La pérennité des réseaux en fibre optique dépend du choix, de la qualité de ces composants et de leur mise en oeuvre. In this sheet we are interested in the main elements.
A fiber optic network is made up of a large number of very diverse components. In the remainder of this document, we have retained the following main elements:
- Optical splitter: frames, drawers, connectors (fittings + optical plugs)
- Cables of different capacities (144Fo for example) and for different fields of application (overhead / underground)
- Splice protection boxes (BPE): boxes, cassettes
- Special case of FttH networks:
- Street cabinets (Pooling Points): envelopes, drawers, connectors
- Optical Branch Points (PBO)
- Optical Terminal Port (PTO).
The durability of fiber optic networks depends on the choice, the quality of these components and their implementation.

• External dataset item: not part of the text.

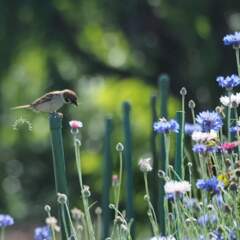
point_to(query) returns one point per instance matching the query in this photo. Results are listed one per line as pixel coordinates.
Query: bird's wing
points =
(45, 98)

Hardware manufacturers develop each component of the network according to the use made of it and the environmental conditions in which it is used, for example:
- The types of cables used differ according to the environment in which they are installed (in ducts, overhead, in sewers, etc.)
- Splice boxes, installed in rooms with risk of prolonged immersion, must comply with sealing standards (IPXX).
- The connection points on the facade or on the pole must be protected against bad weather (IPXX) and particularly resistant to UV and shocks (IK).
- The elements of FttH street cabinets (doors, frames, drawers) must be robust enough to withstand a large number of openings and closings linked to end customer connection operations
- The service life of the connectors is a very important factor due to their large number in the network, their complex replacement in particular with users in service on the links concerned.